The entry rather dubiously calls Hajnal a Holocaust survivor and strident anti-fascist. The Wikipedia entry on him certainly includes nothing about his supposed anti-fascist activism, and says this:

In 1936 his parents left Nazi Germany, and placed him in a Quaker school in the Dutch countryside while they arranged to settle in Britain. In 1937, John was reunited with his parents in London, where he attended University College School, Hampstead.

Also, stating that “his theory has been warmly received and heavily promoted by Neo-Nazis, and the alt-right”, and citing as proof an 1983(!) essay from a scientific journal, which is obviously inaccessible without a subscription and whatnot, plus a 2020 monography without page numbers included, is rather suspect.

The last part of the entry entitled “Precursor to theory” is pure nonsense.

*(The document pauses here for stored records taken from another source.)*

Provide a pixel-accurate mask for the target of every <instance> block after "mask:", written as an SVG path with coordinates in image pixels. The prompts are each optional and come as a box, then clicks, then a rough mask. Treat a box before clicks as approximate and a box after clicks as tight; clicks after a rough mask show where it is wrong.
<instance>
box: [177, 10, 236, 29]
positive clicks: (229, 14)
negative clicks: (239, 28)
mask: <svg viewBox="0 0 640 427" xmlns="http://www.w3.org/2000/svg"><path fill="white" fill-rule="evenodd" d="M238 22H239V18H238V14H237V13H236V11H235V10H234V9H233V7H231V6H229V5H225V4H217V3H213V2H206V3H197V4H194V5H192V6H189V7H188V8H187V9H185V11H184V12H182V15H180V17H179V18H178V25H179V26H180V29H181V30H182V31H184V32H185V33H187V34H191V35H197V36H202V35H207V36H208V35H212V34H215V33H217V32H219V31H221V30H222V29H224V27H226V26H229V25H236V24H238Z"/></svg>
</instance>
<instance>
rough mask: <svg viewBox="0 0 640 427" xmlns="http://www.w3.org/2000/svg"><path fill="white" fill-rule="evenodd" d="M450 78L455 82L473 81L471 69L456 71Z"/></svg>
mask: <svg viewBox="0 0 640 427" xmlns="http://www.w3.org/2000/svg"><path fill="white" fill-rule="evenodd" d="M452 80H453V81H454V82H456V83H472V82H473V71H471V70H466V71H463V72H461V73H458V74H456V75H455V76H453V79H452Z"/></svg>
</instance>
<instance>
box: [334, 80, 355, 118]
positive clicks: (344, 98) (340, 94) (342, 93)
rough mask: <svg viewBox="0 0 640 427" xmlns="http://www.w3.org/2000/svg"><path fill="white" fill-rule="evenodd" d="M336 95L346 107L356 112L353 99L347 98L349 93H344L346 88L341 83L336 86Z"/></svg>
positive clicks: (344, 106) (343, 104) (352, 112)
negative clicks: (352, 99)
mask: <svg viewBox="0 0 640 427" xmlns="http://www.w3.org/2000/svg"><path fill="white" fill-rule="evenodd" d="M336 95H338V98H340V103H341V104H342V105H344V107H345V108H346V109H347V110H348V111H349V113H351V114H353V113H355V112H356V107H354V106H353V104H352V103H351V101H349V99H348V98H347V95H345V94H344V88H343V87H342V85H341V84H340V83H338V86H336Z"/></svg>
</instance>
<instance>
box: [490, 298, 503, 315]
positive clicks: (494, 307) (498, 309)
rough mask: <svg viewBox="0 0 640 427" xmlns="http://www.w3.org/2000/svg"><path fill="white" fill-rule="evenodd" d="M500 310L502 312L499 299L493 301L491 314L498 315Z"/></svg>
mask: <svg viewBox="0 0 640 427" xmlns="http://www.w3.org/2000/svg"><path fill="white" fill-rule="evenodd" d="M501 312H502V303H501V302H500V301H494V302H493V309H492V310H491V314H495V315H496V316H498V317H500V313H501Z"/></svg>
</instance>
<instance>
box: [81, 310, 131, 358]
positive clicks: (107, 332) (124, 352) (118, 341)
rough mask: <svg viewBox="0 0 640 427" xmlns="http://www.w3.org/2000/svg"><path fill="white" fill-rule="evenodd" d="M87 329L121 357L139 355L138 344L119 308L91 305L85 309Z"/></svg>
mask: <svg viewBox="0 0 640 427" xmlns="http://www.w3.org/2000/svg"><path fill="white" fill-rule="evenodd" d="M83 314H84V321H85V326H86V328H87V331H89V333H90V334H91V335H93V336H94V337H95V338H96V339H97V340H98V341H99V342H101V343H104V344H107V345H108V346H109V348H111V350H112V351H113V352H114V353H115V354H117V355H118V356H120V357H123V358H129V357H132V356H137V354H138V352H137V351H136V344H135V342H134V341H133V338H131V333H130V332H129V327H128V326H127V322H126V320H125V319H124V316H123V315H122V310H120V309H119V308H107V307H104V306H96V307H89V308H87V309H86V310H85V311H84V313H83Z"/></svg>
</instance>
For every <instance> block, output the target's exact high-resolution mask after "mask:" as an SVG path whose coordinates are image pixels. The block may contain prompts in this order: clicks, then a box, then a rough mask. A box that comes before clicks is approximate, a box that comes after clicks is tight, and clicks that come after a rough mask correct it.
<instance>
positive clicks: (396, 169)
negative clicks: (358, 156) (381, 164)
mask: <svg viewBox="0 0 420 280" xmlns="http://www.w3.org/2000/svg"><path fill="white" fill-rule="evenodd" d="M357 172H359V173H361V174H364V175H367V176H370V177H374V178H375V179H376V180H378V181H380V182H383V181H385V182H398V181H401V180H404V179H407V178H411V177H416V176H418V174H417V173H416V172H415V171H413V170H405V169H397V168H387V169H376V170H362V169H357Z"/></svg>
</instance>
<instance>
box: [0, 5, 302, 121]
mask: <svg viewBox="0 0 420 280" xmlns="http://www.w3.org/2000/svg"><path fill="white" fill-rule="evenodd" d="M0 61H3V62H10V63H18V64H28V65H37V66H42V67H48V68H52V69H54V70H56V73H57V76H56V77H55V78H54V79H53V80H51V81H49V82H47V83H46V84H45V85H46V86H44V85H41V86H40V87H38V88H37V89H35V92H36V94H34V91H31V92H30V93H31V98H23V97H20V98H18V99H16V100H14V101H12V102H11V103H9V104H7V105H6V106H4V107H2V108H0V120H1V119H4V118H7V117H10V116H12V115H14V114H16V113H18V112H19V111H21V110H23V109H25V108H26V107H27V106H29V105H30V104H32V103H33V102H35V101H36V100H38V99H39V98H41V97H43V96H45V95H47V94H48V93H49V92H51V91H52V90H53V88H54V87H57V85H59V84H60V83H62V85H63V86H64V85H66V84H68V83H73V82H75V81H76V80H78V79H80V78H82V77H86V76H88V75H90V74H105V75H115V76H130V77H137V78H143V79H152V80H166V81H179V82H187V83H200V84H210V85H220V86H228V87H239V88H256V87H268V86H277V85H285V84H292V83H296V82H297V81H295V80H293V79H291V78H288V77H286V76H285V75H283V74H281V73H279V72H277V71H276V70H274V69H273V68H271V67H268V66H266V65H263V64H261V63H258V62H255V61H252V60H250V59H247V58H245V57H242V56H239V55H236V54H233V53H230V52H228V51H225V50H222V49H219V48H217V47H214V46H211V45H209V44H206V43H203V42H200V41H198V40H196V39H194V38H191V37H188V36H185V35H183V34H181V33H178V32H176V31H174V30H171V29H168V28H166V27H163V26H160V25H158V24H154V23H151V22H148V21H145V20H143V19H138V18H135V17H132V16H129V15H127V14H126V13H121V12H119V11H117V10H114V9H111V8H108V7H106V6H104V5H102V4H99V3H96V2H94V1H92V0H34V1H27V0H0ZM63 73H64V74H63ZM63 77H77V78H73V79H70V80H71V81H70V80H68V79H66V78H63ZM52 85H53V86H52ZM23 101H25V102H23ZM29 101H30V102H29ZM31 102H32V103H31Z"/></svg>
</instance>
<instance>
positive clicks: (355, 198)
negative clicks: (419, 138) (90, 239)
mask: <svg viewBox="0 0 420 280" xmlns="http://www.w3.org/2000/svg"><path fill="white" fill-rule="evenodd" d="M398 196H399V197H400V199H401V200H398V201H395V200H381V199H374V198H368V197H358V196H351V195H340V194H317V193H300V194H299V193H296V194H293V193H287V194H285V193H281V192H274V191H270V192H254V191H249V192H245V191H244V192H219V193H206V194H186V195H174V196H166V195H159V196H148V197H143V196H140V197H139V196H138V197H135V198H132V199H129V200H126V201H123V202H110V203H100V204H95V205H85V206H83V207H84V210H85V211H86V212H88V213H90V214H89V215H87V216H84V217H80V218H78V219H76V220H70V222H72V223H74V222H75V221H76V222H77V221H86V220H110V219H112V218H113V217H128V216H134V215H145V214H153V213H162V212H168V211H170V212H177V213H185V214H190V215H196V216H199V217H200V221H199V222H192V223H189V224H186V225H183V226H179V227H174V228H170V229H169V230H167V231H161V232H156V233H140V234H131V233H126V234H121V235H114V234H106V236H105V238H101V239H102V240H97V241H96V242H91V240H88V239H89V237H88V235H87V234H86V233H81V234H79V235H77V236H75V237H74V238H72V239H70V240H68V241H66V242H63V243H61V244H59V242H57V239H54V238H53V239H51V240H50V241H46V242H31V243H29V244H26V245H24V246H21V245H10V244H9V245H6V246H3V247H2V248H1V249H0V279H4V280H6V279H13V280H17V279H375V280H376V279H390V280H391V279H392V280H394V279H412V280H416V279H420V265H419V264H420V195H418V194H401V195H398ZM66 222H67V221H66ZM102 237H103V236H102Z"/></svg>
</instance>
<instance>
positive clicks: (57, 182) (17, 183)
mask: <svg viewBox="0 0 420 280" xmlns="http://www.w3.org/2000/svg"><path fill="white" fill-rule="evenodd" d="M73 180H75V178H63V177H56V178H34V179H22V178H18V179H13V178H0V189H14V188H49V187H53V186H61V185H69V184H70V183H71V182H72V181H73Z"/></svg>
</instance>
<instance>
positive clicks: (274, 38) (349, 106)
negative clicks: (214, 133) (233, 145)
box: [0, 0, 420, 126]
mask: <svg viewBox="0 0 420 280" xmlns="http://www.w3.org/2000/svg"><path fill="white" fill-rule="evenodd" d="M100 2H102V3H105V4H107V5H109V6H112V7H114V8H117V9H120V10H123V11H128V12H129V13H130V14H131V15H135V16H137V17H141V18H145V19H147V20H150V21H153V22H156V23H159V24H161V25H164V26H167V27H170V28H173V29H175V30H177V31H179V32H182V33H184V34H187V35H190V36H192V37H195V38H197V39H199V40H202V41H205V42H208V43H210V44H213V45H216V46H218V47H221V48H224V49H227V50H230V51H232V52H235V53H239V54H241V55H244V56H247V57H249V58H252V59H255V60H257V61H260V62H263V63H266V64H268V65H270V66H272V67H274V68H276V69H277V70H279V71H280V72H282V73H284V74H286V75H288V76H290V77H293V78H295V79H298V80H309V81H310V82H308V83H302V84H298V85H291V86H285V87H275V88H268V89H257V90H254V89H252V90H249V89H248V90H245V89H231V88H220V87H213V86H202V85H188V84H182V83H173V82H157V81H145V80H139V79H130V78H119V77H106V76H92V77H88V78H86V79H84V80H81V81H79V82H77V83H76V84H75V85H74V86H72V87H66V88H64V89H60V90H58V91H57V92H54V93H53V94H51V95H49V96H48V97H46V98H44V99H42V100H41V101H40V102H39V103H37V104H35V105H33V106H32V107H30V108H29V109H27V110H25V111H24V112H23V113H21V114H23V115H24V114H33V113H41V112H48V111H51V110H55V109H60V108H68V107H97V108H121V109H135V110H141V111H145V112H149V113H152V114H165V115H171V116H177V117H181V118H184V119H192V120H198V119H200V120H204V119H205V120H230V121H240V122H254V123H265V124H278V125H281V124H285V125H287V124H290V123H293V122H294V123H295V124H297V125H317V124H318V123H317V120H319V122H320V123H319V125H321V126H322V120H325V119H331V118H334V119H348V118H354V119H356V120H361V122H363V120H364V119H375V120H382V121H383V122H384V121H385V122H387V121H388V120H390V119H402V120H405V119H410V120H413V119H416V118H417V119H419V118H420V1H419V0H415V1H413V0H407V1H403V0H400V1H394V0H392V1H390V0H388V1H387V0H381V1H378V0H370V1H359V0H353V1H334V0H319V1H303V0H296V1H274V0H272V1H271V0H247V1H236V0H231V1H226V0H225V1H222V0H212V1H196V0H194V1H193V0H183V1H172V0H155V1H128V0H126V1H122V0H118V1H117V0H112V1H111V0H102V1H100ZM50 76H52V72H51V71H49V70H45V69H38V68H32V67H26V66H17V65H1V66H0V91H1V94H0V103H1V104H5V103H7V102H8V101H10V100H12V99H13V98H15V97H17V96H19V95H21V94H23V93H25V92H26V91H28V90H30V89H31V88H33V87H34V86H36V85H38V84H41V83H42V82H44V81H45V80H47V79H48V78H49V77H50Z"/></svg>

The idea that a man had great ideological influence on genocidal Nazi policies in occupied Eastern European lands, even though he was a mere infantry captain of the Wehrmacht, serving on the Eastern Front until getting wounded in 1944, and was thus barred from taking his nominal seat as professor of some newly-founded Nazi university (that doesn’t even have a Wikipedia entry in English), which would be the sole potential basis for even calling him a Nazi ideologist/theoretician (other than the sociology articles he wrote before, which apparently all focus on Jewish influence in Poland, the Baltics etc., which has scarcely anything to do with the concept of the Hajnal Line), is hardly anything but ideologically motivated baseless garbage.

But anyway, merging the existing Wiki entry on the Hajnal Line, which I’m sure existed at some point, with this particular one, which admittedly cites lots of demographic data but is needlessly verbose in my view, and pointedly fails to go into a similar level of detail about Eastern European patterns, is definitely suspect.